Benefits Not Payable for Disabling Condition That Develops after Final Claim Decision


ERISA and Life Insurance News
(May 11, 2012)

Lamb, a truck driver, was insured under a long-term disability plan sponsored by his employer, Wal-Mart. In June 2008, Lamb claimed disability due to a staph infection in his right elbow. Hartford approved the payments of benefits during the plan’s 12-month "own occupation" period, which ended in June 2009.

During the "own occupation" period, Lamb visited his physicians several times with complaints that included degenerative joint disease, difficulties with vision, a rotator cuff tear, radiculopathy, and pain in his back, knees, shoulder, and groin. The physicians provided updated information regarding Lamb’s functional restrictions and limitations.

In June 2009, Hartford obtained an employability analysis, which took into consideration Lamb’s functional capabilities, education, training, and work history. The analysis identified five semi-skilled and unskilled occupations that were a "fair match" for Lamb, meaning that he would be required to complete training in tools and/or materials to prepare for those jobs. Lamb’s treating physician also reported in June 2009 that Lamb was capable of sedentary work.

When Hartford denied Lamb’s claim for total disability benefits beyond the "own occupation" period, he submitted additional medical records. The records showed that in August 2009, two months after the payment of benefits ended, Lamb’s treating physician determined that he had necrosis in his left hip and required a total hip replacement. The physician reported that Lamb was not capable of even sedentary work, due to pain in his hips.

After reviewing this additional information, Hartford upheld its original decision because, as of June 2009, the end of the "own occupation" period, Lamb no longer met the definition of total disability.

Lamb sued. Using the six-step analysis applied by the Eleventh Circuit, the district court held that Hartford’s decision was not de novo wrong. The court rejected Lamb’s claim that his hip problems should have qualified him for additional benefits, stating that the hip problems were not apparent to Lamb or his treating physicians until well after the date his "own occupation" benefits had terminated.

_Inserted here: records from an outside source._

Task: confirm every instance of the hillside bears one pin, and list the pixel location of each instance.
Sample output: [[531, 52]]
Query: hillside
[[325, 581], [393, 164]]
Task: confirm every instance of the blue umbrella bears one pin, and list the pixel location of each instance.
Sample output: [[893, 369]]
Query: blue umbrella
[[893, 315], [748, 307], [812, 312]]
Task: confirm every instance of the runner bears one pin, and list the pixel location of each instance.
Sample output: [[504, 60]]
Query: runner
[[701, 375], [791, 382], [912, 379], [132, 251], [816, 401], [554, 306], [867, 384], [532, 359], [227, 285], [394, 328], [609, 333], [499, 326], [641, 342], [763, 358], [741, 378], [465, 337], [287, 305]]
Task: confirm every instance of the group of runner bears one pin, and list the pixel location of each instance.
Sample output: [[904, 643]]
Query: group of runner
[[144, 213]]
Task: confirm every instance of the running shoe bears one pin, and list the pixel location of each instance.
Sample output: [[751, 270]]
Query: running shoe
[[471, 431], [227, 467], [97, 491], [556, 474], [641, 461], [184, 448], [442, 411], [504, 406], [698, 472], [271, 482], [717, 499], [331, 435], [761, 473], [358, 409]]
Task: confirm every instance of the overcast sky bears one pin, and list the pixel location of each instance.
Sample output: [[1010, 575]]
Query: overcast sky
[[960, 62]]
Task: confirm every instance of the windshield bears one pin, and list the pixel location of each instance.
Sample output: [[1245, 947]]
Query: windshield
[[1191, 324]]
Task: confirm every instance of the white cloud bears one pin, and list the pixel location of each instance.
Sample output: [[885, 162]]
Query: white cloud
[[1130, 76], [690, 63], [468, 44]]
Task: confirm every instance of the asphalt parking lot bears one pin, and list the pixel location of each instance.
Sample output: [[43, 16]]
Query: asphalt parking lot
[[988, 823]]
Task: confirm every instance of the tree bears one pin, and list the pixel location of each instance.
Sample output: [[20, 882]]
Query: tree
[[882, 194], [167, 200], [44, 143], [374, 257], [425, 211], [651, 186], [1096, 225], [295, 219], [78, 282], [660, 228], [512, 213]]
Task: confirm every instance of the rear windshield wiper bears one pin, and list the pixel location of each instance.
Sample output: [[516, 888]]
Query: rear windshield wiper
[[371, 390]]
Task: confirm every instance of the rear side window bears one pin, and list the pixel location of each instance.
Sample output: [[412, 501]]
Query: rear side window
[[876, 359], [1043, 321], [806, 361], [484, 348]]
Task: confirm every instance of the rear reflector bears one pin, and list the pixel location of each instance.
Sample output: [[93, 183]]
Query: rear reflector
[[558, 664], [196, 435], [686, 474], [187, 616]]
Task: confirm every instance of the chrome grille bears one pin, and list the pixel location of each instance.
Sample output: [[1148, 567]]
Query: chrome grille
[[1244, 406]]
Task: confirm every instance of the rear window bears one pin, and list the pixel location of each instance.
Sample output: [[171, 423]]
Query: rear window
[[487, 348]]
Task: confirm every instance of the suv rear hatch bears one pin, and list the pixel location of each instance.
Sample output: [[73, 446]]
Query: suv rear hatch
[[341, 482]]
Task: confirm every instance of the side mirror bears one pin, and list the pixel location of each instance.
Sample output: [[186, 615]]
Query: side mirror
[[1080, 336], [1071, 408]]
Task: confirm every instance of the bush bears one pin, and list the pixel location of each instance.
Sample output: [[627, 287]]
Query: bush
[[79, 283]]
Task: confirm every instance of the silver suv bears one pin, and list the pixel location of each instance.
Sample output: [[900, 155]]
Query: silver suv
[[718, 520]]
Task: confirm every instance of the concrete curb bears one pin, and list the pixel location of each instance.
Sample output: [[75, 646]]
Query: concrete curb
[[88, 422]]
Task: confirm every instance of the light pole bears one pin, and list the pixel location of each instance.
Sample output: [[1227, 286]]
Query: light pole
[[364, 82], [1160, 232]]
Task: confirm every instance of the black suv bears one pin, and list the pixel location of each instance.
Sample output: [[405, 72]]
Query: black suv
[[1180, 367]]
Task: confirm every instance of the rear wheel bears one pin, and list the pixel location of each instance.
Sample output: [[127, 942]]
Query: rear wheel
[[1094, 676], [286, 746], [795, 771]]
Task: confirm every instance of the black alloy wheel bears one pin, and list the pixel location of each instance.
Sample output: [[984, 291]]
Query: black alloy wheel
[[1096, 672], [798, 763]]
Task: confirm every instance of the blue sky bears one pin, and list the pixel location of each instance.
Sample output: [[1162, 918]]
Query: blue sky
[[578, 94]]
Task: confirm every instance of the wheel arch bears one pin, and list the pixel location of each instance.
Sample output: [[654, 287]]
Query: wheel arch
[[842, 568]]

Lamb argued that his hip problems should "relate back," because the medical records indicated problems with his hips during the "own occupation" period, but the court rejected this argument, stating that allowing symptoms to "relate back" would open legal floodgates, and insurance fraud would be rampant. Hartford’s decision was based on the information available in June 2009, which established that Lamb was not totally disabled at the time, but was capable of sedentary work.

Lamb next argued that Hartford’s decision was wrong, because the employability analysis did not accurately reflect his job opportunities. He claimed that the definition of "any occupation" should be read to mean that he must be able and ready to perform a job right away. Because the matches in the employability analysis were only "fair," that is, they identified jobs that required some training, Lamb argued that they could not be considered matches at all, and that Hartford was unable to identify any potential job opportunities.

The court disagreed, quoting the policy’s definition of "any occupation" as an occupation "for which you are qualified by education, training, or experience." Thus, the policy contemplated a situation in which an insured would need to undergo some training to be qualified to perform a new job.

Although under the Eleventh Circuit analysis, a court may conclude its review if it determines that a claim decision was de novo correct, the court went on to hold that Hartford’s decision was likewise reasonable, based on information in the administrative record.

The court also granted summary judgment to Hartford on its claim to recover overpaid benefits. Relying on Sereboff v. Mid Atlantic Medical Services, Inc., 547 U.S. 356 (2006), Lamb argued that Hartford was not entitled to recover the overpayment, because the funds were not strictly traceable.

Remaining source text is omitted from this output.